Coda File System

Re: Do I need hacked fsck?

From: Jan Harkes <jaharkes_at_cs.cmu.edu>
Date: Sun, 12 May 2002 20:59:25 -0400
On Sun, May 12, 2002 at 04:20:20PM -0700, Jim Carter wrote:
> But in the manual section on setting up the server I found a
> showstopper:  Coda uses pre-existing filesystem formats for user data
> storage, e.g. UFS on Solaris, or on Linux, ext2 and presumably ext3,
> Reiserfs, etc. etc.  But it creates files that are not in any directory,
> and fsck for the respective filesystem formats has to be modified to
> ignore that (only for the Coda filesystems), and the modified fsck is
> not provided.

What?

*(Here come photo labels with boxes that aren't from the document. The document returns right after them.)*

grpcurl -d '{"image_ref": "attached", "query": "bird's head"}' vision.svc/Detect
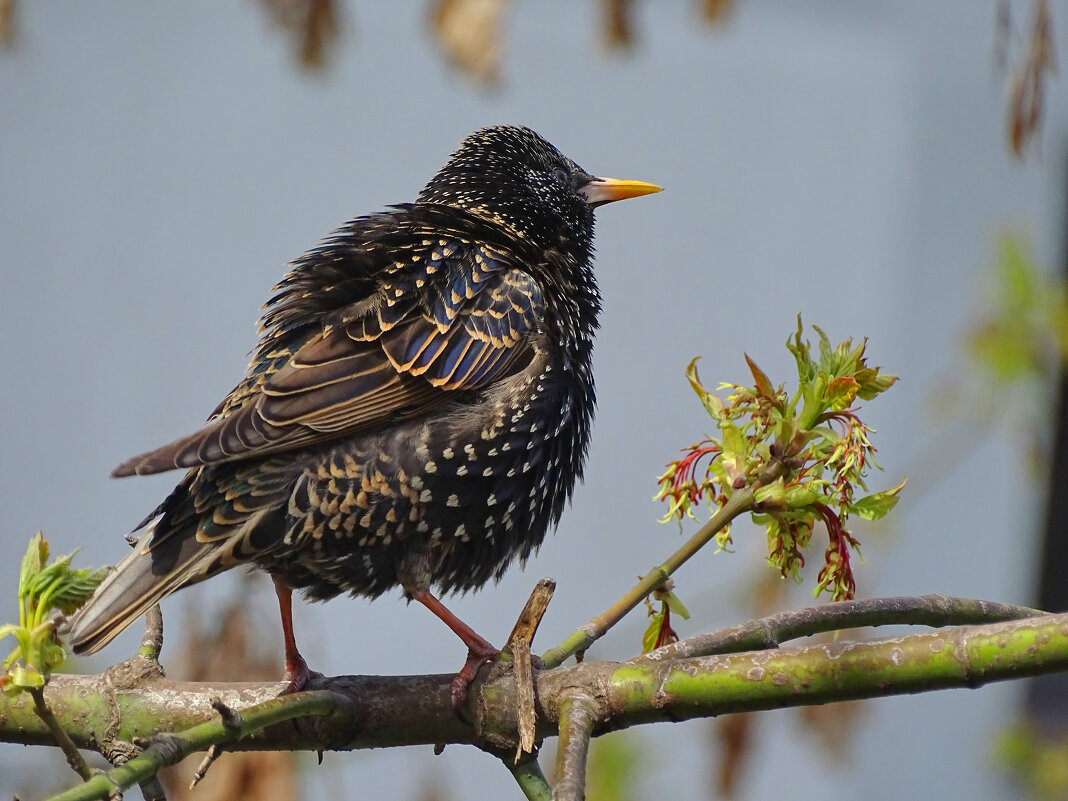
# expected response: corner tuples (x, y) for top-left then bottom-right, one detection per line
(419, 125), (660, 248)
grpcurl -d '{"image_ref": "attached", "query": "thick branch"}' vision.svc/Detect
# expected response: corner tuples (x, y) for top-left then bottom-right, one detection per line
(0, 610), (1068, 794)
(630, 595), (1046, 663)
(553, 690), (598, 801)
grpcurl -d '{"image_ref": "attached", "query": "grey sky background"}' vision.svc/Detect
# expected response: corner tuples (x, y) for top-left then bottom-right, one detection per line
(0, 0), (1068, 801)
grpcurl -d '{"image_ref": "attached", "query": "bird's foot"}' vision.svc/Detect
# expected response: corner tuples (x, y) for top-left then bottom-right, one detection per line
(449, 638), (501, 709)
(282, 654), (323, 695)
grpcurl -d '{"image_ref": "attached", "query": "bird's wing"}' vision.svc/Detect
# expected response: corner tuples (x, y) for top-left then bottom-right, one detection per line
(113, 242), (543, 475)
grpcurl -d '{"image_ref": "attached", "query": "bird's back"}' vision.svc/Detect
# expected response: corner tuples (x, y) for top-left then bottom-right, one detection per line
(73, 203), (597, 651)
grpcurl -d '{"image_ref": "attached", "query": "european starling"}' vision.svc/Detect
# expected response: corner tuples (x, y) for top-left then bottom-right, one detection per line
(70, 126), (660, 698)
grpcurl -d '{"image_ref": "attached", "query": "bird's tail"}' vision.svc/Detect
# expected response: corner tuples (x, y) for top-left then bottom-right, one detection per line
(67, 516), (273, 654)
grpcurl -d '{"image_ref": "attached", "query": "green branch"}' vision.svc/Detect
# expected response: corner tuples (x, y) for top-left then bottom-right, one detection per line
(44, 690), (348, 801)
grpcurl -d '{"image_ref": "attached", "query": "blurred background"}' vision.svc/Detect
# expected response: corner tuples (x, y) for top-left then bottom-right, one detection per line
(0, 0), (1068, 801)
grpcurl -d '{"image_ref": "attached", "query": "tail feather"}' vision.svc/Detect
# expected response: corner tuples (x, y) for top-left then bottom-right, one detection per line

Where did you get this from?

We create regular files in a normal filesystems. Normal fsck works just
fine. The only thing is that these files only contain data (that's why
we call them container files). The actual exported namespace is stored
in recoverable virtual memory by the server.

So the container files have pretty undescriptive names like,

    /vicepa/00/00/00/19

Which might contain the data for /coda/usr/jaharkes/coda-5.3.19/Makefile.in

> nothing seems to break.  This isn't the module mentioned as being
> changed for 5.3.19 for better devfs support, which I couldn't find.

It's the userspace side of devfs support that was being worked on, venus
now automatically tries several possible paths to check for the kernel
module /dev/cfs0, /dev/coda/0, etc.

> I assume that illegal warez deposited by script kiddies with the Coda
> Windows client are purged promptly.  Here's an idea, when quotas are

Ehh, if script kiddies actually manage to get the Windows 95 client
working reliably without getting a BSOD all the time, I'd like to know
how they do that. Granted, the Windows NT/2000 client is probably a lot
more stable by now.

> him with a quota too small for "Attack of the Clones".  It gets tossed
> after an hour or so.  Lacking quotas, it's probably sufficient to set up

I don't think the testserver has more than a few hundred MB available,
and it's running on a pretty old P90 on a half duplex 10base-T link. I'm
not really worrying about 'heavy abuse' all that much. Anything out of
the ordinary will show up in the stats.